Despite so many failings, there remains a lure. Even now, knowing that the fries aren't fresh, the beef isn't prime, the salads are badly dressed and the plate will be a bloody mess, I feel the urge to return. For a steak.

There's a reason so many of us go to restaurants like Landmarc: They're predictable and non-threatening. They deliver dining without complications. Wash your meal down with plenty of well-priced wine and you might obliterate disturbing thoughts that you really shouldn't be enjoying yourself.

The Bloomberg Questions

Cost? Prices range from $7 for a small salad of mixed field greens to $34 for the rib-eye steak or filet mignon (with fries and greens).

Sound level? Industrial decor comes with factory-level decibels.

Date place? Perhaps, if you're going steady with Rosie the Riveter.

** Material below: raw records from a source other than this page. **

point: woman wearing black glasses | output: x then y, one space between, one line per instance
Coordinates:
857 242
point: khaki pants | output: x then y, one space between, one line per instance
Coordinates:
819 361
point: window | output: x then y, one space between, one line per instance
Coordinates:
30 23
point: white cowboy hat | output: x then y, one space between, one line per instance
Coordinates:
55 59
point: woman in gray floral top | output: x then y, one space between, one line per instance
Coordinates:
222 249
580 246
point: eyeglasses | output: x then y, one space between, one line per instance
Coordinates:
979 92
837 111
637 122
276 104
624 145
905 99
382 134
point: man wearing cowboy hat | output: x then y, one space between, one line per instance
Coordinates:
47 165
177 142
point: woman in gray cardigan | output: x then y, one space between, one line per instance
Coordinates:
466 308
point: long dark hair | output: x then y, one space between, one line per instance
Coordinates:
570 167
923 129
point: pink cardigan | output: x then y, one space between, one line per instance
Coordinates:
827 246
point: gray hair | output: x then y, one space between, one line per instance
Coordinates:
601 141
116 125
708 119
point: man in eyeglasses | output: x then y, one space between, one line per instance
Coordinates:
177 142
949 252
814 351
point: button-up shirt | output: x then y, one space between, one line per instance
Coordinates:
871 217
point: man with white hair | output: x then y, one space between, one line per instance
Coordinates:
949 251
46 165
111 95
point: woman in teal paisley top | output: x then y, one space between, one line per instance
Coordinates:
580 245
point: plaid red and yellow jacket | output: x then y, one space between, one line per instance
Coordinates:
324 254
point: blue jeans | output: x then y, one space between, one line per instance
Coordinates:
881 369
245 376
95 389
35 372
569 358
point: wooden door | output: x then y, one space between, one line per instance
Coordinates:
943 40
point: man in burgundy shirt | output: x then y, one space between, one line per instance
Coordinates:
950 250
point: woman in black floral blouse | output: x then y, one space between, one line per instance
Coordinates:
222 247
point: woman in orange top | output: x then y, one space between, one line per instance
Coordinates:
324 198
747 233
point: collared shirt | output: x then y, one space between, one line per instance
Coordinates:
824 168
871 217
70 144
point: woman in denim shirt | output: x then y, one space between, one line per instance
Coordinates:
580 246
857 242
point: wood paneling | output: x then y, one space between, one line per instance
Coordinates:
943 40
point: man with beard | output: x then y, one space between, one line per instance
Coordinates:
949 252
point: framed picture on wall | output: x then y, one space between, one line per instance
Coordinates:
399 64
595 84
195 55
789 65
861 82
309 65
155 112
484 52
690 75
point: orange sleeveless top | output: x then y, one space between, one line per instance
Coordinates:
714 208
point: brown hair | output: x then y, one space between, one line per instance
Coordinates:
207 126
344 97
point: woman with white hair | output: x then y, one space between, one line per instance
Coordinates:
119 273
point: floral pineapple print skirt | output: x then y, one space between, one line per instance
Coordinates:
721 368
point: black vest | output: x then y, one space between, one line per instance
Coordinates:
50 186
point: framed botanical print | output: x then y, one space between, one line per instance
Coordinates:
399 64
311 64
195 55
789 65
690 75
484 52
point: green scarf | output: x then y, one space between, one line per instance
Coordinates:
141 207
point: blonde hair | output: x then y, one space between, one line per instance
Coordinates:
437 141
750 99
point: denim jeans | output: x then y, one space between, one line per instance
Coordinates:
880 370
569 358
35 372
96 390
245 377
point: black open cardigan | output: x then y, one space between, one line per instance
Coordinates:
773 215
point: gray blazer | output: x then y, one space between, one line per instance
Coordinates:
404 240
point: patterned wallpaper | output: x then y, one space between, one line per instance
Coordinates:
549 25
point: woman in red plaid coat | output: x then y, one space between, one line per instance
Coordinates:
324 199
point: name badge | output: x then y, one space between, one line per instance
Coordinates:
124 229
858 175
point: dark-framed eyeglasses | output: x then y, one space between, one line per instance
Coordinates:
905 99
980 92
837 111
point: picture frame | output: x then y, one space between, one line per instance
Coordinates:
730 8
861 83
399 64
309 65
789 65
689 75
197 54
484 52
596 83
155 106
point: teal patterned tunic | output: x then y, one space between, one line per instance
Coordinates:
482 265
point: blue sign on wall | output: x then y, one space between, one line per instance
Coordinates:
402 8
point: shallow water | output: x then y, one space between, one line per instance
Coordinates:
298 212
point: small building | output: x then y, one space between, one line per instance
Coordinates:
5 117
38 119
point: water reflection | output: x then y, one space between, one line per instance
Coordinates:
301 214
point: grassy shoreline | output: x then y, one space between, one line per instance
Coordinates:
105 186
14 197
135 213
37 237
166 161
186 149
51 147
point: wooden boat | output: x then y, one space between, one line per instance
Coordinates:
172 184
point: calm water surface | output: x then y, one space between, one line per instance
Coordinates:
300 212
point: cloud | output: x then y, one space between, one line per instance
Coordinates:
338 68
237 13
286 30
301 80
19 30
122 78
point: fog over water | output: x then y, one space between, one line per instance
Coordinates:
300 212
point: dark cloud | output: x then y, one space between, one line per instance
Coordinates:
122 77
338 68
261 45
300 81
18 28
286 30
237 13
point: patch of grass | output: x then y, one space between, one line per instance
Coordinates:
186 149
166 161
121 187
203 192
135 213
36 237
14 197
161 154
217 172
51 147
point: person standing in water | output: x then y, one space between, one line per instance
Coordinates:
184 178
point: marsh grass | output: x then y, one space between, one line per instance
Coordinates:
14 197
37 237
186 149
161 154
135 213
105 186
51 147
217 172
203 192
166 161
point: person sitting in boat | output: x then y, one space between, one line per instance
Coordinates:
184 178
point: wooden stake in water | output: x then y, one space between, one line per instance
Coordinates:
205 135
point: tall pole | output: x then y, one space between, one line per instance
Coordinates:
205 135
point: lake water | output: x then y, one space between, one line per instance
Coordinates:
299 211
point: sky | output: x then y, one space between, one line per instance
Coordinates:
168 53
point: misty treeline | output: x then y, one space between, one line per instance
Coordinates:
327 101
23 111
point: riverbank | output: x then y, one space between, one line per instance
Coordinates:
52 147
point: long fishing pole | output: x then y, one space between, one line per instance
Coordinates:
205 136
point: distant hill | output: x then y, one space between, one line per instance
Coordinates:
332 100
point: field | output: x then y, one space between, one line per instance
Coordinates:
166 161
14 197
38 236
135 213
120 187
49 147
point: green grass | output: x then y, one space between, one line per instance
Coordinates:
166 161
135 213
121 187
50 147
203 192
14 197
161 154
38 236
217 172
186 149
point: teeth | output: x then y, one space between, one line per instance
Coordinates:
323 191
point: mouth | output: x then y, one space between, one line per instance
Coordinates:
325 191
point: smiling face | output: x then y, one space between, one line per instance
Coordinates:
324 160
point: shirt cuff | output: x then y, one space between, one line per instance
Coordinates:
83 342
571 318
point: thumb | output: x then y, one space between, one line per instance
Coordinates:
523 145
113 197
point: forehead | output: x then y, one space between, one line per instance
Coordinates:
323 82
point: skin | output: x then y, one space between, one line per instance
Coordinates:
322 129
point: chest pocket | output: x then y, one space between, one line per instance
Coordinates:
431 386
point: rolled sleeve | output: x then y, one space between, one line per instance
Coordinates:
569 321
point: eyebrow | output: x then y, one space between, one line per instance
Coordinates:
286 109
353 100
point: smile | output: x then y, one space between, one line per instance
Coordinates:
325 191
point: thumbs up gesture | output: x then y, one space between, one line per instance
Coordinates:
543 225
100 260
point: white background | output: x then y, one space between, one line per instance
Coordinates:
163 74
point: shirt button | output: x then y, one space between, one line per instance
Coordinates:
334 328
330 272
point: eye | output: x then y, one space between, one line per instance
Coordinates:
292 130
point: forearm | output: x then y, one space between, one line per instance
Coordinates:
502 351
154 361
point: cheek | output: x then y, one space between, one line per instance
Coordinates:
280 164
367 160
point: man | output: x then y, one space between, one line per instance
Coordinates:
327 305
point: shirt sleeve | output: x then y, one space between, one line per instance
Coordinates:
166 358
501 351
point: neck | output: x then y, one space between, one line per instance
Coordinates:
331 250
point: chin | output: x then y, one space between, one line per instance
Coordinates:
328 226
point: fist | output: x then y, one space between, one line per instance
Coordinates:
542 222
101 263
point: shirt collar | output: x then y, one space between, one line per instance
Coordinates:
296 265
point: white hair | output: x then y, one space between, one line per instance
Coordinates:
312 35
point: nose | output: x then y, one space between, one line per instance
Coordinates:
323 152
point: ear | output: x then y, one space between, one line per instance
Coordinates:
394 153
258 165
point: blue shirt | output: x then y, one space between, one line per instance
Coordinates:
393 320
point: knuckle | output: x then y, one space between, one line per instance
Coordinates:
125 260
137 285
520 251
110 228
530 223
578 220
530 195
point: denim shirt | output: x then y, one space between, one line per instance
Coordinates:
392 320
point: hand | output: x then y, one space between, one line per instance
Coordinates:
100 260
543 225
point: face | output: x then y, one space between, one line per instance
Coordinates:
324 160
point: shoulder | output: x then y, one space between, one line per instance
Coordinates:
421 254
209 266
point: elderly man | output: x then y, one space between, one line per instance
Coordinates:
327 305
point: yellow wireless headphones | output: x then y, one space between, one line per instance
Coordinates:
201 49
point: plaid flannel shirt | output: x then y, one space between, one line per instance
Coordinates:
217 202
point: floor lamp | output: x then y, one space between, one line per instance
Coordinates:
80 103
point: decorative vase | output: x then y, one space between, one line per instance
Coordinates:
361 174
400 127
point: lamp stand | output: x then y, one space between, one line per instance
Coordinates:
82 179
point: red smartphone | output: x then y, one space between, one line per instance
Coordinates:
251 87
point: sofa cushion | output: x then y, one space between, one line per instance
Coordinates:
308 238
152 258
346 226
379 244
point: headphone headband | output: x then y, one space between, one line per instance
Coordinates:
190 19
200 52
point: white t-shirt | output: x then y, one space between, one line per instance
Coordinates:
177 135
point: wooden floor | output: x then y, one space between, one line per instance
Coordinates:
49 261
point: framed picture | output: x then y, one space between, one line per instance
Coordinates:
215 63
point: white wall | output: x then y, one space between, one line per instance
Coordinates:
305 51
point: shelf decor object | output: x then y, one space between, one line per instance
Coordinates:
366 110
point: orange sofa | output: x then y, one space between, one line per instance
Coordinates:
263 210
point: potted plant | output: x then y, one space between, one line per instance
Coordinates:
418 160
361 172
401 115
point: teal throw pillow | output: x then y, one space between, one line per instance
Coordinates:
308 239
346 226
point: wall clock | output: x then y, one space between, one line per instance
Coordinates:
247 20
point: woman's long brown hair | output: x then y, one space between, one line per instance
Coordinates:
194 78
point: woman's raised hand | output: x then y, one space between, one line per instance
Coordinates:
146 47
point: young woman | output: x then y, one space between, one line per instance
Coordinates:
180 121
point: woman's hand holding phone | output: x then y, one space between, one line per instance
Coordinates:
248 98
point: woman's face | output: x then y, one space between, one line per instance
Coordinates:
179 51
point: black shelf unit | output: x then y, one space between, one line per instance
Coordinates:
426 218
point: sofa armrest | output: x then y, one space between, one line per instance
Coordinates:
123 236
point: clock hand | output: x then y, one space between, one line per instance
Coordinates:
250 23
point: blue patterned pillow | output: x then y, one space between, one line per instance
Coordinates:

Inside tip? Resist attempts to be seated in one of the ``enclosed pods,'' unless you like the idea of dining in a replica of the Gemini space capsule. The ``open pods'' are fine.

Special feature? OK, sometimes the wines are a steal. Try the 1995 Krug Champagne for $240, a perfect match for steak tartare.

Lunch? Yes, and breakfast, too.

Will I be back? I hate to admit it. I will.

Landmarc is at 10 Columbus Circle in the Time Warner Center. Information: +1-212-823-6123; http://www.landmarc- restaurant.com.

(Alan Richman is a restaurant critic for Bloomberg News. The opinions expressed are his own.)